The labels can be retrieved loading the data from where it was saved. An example using Project Hadron.
a = FeaturePredict.from_memory()
# set the pointers
a.set_source_uri('event://transform')
a.add_connector_uri('label', 'event://label')
# load the data
tbl = a.load_source_canonical()
label = a.load_canonical('label')
# convert tp numpy arrays
X = np.asarray(tbl)
y = np.asarray(label)
Once the model is selected, optimised, trained and tested it is ready to predict. At this point we pass the trained model to our FeaturePredict capability.
uc2: Classifier Predict
At this point we have our preprocessed feature set and our trained model through discovers. We can now set up our model predict against new feature sets coming through the pipeline.
# reset the connectors
aml.set_source_uri('event://transform')
aml.set_persist_uri('${HADRON_CHURN_PERSIST_PATH}')
tbl = aml.load_source_canonical()
taking the instance of our model class, we give it a name, so we can retrieve the model for later interrogation if required, then pass in the trained model instance.
aml.add_trained_model(model_name='GradientBoost', trained_model=model_GB)
With our model stored, we can now add our action to run our canonical against the model and return its predictions.
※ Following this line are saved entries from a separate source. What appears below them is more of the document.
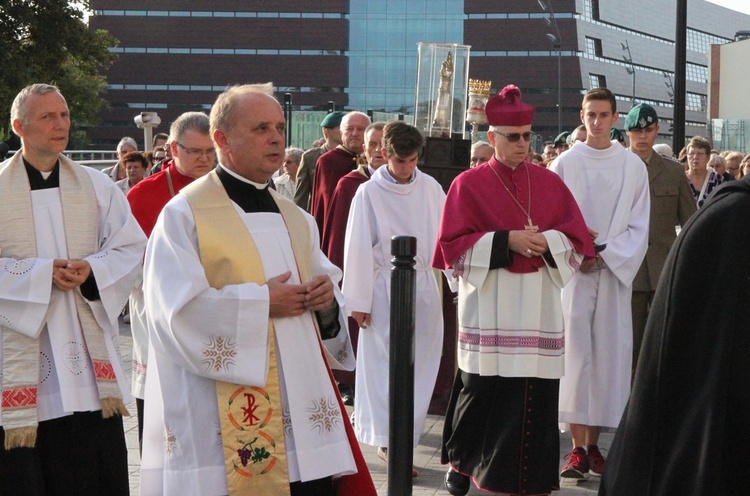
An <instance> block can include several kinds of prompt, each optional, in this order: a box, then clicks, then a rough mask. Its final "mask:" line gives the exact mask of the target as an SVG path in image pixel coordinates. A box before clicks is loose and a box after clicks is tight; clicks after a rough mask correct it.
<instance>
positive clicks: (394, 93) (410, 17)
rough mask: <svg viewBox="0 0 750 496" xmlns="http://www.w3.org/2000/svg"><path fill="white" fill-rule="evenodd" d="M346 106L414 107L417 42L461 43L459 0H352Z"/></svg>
mask: <svg viewBox="0 0 750 496" xmlns="http://www.w3.org/2000/svg"><path fill="white" fill-rule="evenodd" d="M347 18H348V20H349V51H348V52H347V55H348V57H349V86H348V87H347V89H346V91H347V93H348V95H349V108H352V109H358V110H377V111H386V112H396V113H403V114H413V113H414V89H415V84H416V71H417V43H418V42H420V41H421V42H436V43H463V38H464V36H463V26H464V19H465V18H466V16H465V15H464V2H463V0H387V1H386V0H380V1H368V0H351V2H350V8H349V15H348V16H347Z"/></svg>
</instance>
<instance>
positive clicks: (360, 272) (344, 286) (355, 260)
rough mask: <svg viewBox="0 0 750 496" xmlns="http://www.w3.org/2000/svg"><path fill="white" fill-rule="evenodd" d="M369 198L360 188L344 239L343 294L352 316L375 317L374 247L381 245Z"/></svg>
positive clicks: (358, 189)
mask: <svg viewBox="0 0 750 496" xmlns="http://www.w3.org/2000/svg"><path fill="white" fill-rule="evenodd" d="M370 212H373V208H372V205H371V203H370V200H369V198H368V197H367V195H366V194H365V190H364V189H363V188H361V187H360V188H359V189H358V190H357V193H356V194H355V195H354V199H353V200H352V205H351V208H350V209H349V217H348V219H347V221H346V236H345V238H344V283H343V285H342V292H343V293H344V297H345V298H346V307H347V311H348V312H349V314H351V313H352V312H364V313H372V295H373V287H374V274H375V262H374V260H373V253H372V247H373V246H375V244H376V243H377V242H378V227H377V220H376V219H374V218H372V217H371V216H370Z"/></svg>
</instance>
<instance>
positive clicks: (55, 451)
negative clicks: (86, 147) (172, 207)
mask: <svg viewBox="0 0 750 496" xmlns="http://www.w3.org/2000/svg"><path fill="white" fill-rule="evenodd" d="M10 113H11V123H12V125H13V132H15V133H16V134H17V135H18V136H19V137H20V138H21V143H22V150H20V151H18V152H17V153H16V154H15V155H14V156H13V157H12V158H11V159H9V160H7V161H5V162H3V163H2V164H0V331H1V332H2V345H0V350H2V354H1V355H0V367H1V369H2V372H1V373H0V377H1V378H2V379H1V380H2V393H3V394H2V410H1V411H0V413H1V416H0V426H1V427H0V494H2V495H3V496H7V495H11V496H13V495H24V496H29V495H31V496H50V495H51V496H57V495H69V494H86V495H93V494H108V495H115V496H120V495H122V496H125V495H127V494H129V492H130V490H129V483H128V459H127V449H126V445H125V434H124V430H123V424H122V416H123V415H128V411H127V410H126V408H125V404H127V403H130V402H131V401H132V400H131V397H130V393H129V391H128V385H127V382H126V377H125V373H124V370H123V364H122V357H121V356H120V349H119V344H118V340H119V325H118V320H117V319H118V317H119V315H120V312H121V311H122V308H123V306H124V305H125V304H126V303H127V300H128V295H129V294H130V290H131V288H132V287H133V285H134V283H135V281H136V278H137V277H138V274H139V273H140V270H141V259H142V256H143V249H144V247H145V244H146V237H145V236H144V234H143V231H141V228H140V227H139V226H138V223H137V222H136V221H135V219H134V218H133V216H132V215H131V213H130V208H129V206H128V203H127V201H126V200H125V197H124V196H123V194H122V193H121V192H120V190H119V189H118V188H117V187H116V186H115V184H114V183H113V182H112V181H111V180H110V179H109V178H108V177H107V176H105V175H104V174H101V173H100V172H99V171H97V170H95V169H91V168H88V167H83V166H81V165H79V164H77V163H75V162H73V161H71V160H70V159H68V158H67V157H65V156H64V155H62V152H63V151H64V150H65V147H66V145H67V144H68V132H69V130H70V112H69V110H68V106H67V103H66V101H65V98H64V97H63V96H62V95H61V94H60V92H59V90H58V89H57V88H56V87H55V86H51V85H47V84H33V85H31V86H27V87H26V88H24V89H23V90H21V92H20V93H19V94H18V96H16V99H15V100H14V102H13V106H12V108H11V112H10Z"/></svg>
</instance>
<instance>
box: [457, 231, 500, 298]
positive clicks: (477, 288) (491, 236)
mask: <svg viewBox="0 0 750 496" xmlns="http://www.w3.org/2000/svg"><path fill="white" fill-rule="evenodd" d="M494 237H495V232H494V231H490V232H487V233H485V234H484V236H482V237H481V238H479V241H477V242H476V243H474V246H472V247H471V248H469V249H468V250H466V254H465V257H464V260H463V272H462V274H461V276H462V277H463V278H464V280H465V281H466V282H468V283H469V284H471V285H472V286H474V287H475V288H477V289H481V287H482V286H484V282H485V280H486V279H487V274H489V272H490V258H491V255H492V241H493V239H494Z"/></svg>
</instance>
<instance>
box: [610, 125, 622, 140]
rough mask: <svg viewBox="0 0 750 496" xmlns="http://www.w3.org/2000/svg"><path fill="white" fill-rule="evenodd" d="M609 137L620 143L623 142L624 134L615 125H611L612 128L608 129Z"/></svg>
mask: <svg viewBox="0 0 750 496" xmlns="http://www.w3.org/2000/svg"><path fill="white" fill-rule="evenodd" d="M609 139H616V140H617V141H619V142H620V143H625V135H624V134H622V131H620V130H619V129H617V128H616V127H613V128H612V130H610V132H609Z"/></svg>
Unlike our first use case Use Case One: Disaster, this time will have an identifier we want to carry alongside our prediction to potentially align with downstream objectives. The identifier is removed from the model prediction, then realigned with the prediction outcome.
predict = aml.tools.label_predict(tbl, model_name='GradientBoost', id_header='CustomerId')
As with the other components, we run the capability pipeline to ensure everything works.
aml.run_component_pipeline()
uc2: Controller
As with or previous capabilities, we initialize our component and use the factory class method from_env to create an instance of our Controller, but this time we don’t need to give it a name as it is assumed there will only ever be one controller in each project Hadron pipeline. We also don’t need source and persist as the pipeline capabilities already have this.
ctrl = Controller.from_env(has_contract=False)
Once created we simply then register each of the pipeline components referenced by name. With the Controller recipe complete the project Hadron pipeline is ready to run.
ctrl.register.feature_select('churn')
ctrl.register.feature_transform('churn')
ctrl.register.feature_predict('churn')
To run the pipeline will run the Controller instance using the method call run_controller, which will run the our end-to-end pipeline from raw data to our modules prediction.
ctrl.run_controller()
Review Run uc2
We can review our results by loading the FeaturePredict output canonical. Notice we now include the CustomerId aligned with the prediction result.
FeaturePredict.from_env('churn').load_persist_canonical()
pyarrow.Table
CustomerId: int64
predict: int64
----
CustomerId: [[15634602,15647311,15619304,15701354,15737888,...,15606229,15569892,15584532,15682355,15628319]]
predict: [[0,0,1,0,0,...,0,0,0,0,0]]
uc2: Summary
At this point we have
Performed Exploratory Data Analysis(EDA) to gain more clear insights of the data.
Completed Data Preprocessing to produce a set of capability recipes to optimize the features of interest to a model algorithm.
Build, train and tested a model to select the best performance for our requirements.
Save the trained model for prediction retrieval in our FeaturePredict capability.
Make Predictions using our model, aligned to our chosen identifier.
Created a capability pipeline of our preprocessing and model predict.
The next step will be to run the re-usable project Hadron pipeline with representative synthetic data.